Guide

A weekly-cap workflow that actually fits inside seven days

Claude Pro and Max ship with two stacked rate limits: the familiar 5-hour session window, and a rolling 7-day weekly cap that started on August 28, 2025. Most write-ups stop at “here is the limit, wait it out.” This is the routine that fits the heavy work into the window the cap leaves you, plus the structured signal a builder can read so the unlock moment is a UNIX timestamp instead of a guess.

Matthew Diakonov, Written with AI

Published May 6, 20266 min

Direct answer (verified May 6, 2026)

How do I work around Claude's weekly cap?
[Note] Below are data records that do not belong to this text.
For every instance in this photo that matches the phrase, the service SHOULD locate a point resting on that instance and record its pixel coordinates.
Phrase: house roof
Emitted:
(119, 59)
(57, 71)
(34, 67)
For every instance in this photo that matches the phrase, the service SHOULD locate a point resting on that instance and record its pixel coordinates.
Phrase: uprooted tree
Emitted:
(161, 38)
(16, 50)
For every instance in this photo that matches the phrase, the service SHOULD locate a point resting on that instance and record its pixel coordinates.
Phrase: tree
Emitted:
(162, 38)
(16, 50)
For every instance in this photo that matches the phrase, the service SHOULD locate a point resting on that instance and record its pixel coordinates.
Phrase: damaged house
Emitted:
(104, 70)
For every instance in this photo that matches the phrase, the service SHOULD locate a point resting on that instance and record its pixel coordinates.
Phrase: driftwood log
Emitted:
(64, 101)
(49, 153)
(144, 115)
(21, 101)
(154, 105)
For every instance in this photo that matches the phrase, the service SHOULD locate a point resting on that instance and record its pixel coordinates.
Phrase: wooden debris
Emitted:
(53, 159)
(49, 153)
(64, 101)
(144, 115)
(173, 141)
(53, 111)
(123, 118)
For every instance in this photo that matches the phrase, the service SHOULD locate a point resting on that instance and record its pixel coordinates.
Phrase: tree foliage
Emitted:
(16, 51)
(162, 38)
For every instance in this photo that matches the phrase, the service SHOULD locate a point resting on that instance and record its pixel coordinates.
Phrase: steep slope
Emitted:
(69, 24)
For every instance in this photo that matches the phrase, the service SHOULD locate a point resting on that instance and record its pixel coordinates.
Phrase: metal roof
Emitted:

Five moves, in order, that fit inside one rolling 7-day window:

Triage the turn. Scaffolding and edits go to Haiku, reasoning to Sonnet, Opus only on the hard turns.
Cluster the work. Stack heavy Sonnet turns inside a single 5-hour session instead of drip-feeding them across days.
OAuth the builder. Connect Pro or Max so a build session bills your existing plan, not a metered key.
Read the reset epoch. rateLimitType: "weekly" plus aresetsAt UNIX milliseconds field arrives in the streaming response. Convert to local time. That is the exact minute the cap unlocks.
Extra usage last. Only buy API overage when a deadline is real. Otherwise wait the rolling window out.

Sources: Claude API rate-limits docs, TechCrunch coverage of the July 28, 2025 announcement, and the published Pro and Max plan pages on claude.com/pricing.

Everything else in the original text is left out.